No me dejé embargar mucho rato por la pena que sentía por Savien y por Aloine. Sabía que era el centro de todas las miradas, así que me recompuse, me enderecé en la silla y miré a mi público. Mi silencioso público.
La música suena diferente para el que la interpreta. Es la maldición de los músicos. Mientras estaba allí sentado, el final que había improvisado se borraba de mi memoria. Entonces me asaltaron las dudas. ¿Y si la canción no había quedado tan redonda como a mí me había parecido? ¿Y si mi final no le había transmitido la terrible tragedia de la canción a nadie más que a mí mismo? ¿Y si mis lágrimas no parecían más que la bochornosa reacción de un niño ante el fracaso?

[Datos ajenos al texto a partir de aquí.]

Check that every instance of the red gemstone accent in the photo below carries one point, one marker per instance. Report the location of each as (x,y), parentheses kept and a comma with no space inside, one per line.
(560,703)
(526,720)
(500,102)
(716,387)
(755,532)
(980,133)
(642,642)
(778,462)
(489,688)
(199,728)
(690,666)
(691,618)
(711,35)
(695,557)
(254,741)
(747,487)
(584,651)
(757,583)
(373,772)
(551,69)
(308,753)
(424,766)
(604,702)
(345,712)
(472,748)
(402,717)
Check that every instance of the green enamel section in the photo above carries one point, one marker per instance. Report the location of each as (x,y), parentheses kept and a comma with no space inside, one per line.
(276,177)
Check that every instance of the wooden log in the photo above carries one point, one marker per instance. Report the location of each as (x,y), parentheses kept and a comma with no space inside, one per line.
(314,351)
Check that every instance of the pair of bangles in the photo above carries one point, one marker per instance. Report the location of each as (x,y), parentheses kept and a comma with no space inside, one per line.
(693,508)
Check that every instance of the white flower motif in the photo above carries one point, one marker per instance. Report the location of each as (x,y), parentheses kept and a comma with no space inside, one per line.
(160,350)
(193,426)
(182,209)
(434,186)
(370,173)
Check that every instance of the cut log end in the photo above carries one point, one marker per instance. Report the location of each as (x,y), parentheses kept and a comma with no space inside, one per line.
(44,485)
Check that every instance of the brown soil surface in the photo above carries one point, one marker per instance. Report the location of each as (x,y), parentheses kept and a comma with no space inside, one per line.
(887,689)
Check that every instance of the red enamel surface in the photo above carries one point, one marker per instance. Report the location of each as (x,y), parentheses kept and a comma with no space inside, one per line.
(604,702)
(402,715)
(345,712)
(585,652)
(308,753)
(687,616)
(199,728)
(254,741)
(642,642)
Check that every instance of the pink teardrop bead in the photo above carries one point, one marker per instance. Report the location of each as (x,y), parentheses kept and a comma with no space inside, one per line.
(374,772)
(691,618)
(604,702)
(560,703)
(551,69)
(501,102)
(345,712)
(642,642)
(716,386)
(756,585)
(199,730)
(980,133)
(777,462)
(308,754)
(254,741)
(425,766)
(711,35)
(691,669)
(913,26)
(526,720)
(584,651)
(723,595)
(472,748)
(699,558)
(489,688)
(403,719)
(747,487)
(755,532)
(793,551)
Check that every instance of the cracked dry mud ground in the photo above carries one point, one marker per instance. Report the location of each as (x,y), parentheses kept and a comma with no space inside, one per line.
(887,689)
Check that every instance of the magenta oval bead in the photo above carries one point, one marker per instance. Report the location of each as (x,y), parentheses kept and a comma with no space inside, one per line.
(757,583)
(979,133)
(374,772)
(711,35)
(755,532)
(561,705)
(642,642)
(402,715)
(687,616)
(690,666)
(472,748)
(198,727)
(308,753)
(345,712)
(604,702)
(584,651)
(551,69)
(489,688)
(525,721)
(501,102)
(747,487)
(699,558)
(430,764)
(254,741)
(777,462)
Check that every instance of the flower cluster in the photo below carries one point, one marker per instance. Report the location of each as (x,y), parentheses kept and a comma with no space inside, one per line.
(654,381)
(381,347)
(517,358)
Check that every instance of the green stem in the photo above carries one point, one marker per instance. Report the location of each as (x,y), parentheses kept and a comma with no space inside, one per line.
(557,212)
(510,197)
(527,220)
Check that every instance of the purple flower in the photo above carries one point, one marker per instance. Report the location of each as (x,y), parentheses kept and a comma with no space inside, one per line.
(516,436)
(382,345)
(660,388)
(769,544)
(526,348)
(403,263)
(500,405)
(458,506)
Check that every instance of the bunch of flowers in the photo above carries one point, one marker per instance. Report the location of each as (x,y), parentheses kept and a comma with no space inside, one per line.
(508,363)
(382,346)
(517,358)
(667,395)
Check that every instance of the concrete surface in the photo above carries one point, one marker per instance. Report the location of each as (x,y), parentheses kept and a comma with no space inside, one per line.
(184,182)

Entonces, mientras esperaba allí sentado, oí cómo el público volcaba su silencio. La gente estaba quieta, tensa, como si la canción les quemara más que una llama. Cada uno se tapaba su herida, se aferraba a su dolor como si fuera algo muy valioso.
Entonces se oyó un murmullo de sollozos liberados y de sollozos que no se podían contener. Un suspiro de lágrimas. Un susurro de cuerpos que, lentamente, volvían a cobrar vida.
Y entonces llegó el aplauso. Un rugido de llamas, de truenos después de un relámpago.